Writing poetry was something Scafidi admits slipping into through his love of reading.

“I wanted to get closer, so I started writing, not knowing what I was doing,” said Scafidi, his hands placed neatly atop a worn copy of his book, the one he uses for poetry readings. He was sitting by the window at the Leesburg Starbucks. He says that he feels uncomfortable, since this is not a place for talking about poetry. Still, he finds the words.

Scafidi started as a reader of poetry, studying the traditions and forms from thousands of years ago to today. He read poems closely, taking them in slowly and recognizing the patterns and rhythms. The patterns and rhythms began to play on him, like music does.

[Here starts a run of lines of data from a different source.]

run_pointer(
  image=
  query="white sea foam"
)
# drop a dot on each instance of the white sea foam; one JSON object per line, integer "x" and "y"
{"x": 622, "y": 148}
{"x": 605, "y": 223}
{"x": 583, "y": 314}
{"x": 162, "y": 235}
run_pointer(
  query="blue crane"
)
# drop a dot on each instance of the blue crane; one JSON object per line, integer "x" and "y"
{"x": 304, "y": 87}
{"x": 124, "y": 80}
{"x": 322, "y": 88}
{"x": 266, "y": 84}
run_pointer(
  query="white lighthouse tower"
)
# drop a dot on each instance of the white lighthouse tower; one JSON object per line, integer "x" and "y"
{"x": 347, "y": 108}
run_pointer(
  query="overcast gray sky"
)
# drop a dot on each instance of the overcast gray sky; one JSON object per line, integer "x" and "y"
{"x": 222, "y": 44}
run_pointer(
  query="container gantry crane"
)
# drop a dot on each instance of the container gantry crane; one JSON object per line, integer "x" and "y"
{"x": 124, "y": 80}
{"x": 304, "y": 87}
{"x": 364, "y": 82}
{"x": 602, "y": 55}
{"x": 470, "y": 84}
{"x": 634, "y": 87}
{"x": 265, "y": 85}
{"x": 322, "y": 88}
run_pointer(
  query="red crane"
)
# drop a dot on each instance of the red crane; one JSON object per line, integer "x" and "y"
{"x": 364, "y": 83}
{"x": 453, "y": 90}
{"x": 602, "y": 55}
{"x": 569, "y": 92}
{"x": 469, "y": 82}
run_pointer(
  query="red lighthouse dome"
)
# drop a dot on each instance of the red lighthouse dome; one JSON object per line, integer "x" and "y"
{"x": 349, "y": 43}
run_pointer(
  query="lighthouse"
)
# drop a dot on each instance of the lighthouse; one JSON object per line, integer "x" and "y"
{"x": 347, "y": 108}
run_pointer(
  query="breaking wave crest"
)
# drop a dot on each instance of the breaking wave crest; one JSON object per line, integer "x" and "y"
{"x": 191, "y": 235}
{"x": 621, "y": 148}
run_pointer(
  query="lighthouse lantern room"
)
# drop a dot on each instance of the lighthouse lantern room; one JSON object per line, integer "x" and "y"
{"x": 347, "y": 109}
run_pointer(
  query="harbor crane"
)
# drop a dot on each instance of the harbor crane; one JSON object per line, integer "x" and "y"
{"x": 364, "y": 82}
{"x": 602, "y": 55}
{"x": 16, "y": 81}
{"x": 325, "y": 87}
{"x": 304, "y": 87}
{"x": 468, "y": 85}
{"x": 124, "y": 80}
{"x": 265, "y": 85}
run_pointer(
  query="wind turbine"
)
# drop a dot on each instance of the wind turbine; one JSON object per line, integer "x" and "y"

“The style of a poem is endlessly fascinating if it’s a great poem,” Scafidi said.

Scafidi prefers writing in free verse, a style closer to conversation, and writes a few poems in more traditional forms. The content of his poems is “what most poetry is about,” — love, death, sex and America and includes references to Loudoun County and Virginia, he said. "My poetry has the sense of the land of Virginia, which is the land of my childhood," he said. "There's a good feeling for rivers, woods and fields, and that's reflected in the book."

Scafidi said he does not hold anything back and writes with candor.

“I write a lot to find something that lasts or I really like,” Scafidi said. “I write a lot, but you work at it. If you work hard, then you have a poem that feels like the whole things.”

The poems become as close to music the poet can get with words, Scafidi said.

“I love a sense of play in language where there can be a sense of nonsense and of sense,” Scafidi said. A new sense results so commonsense is not needed. Scafidi gets lost and confused in his writing, not knowing what’s up in the middle. At the end, he finds where he is.

“It’s a kind of revelation,” Scafidi said. “There’s a craft to what all artists do.”

Scafidi’s craft involves studying.

WITH A BACHELOR’S degree already, Scafidi decided to go back to school. American poet and college professor Norman Dubie is the reason Scafidi attended Arizona State University.

“From him, I learned how to trust my imagination,” Scafidi said. “It’s OK to write poorly in order to write well.”

Scafidi said he learned how to take risks and wrote about things he never before wrote about. The imagination, Scafidi said, helps make sense of the world, working through association to put together a context. “We make stories out of our own lives,” he said.

After graduating from Loudoun Valley in 1985, Scafidi earned his bachelor’s in 1991 from the Virginia Commonwealth University in Richmond. He received his master’s of fine arts in 1994 from Arizona State University.

His first book he named after one of the poems, “The Sublime.” The last line alludes to love being like a hammer. Love has violence to it and can be shocking like a hammer blow. Yet, a hammer is an ordinary thing, the same with poetry.

“But it’s something that has power, a powerful tool,” Scafidi said.

The Louisiana State University Press, the publisher of Scafidi’s book, nominated the poetry collection for the Pulitzer Prize. The Pulitzer Prize committee will announce three finalists and a winner in the spring.

Scafidi said the award is usually given for a lifetime of achievement.

“Usually, it’s given to older poets. Still, young poets like me get nominated,” Scafidi said. “It’s an honor, but you don’t write poetry for prizes, awards or prestige. The literary life in America is capricious. You write because you love it.”

Scafidi’s book is available at bookstores nationwide.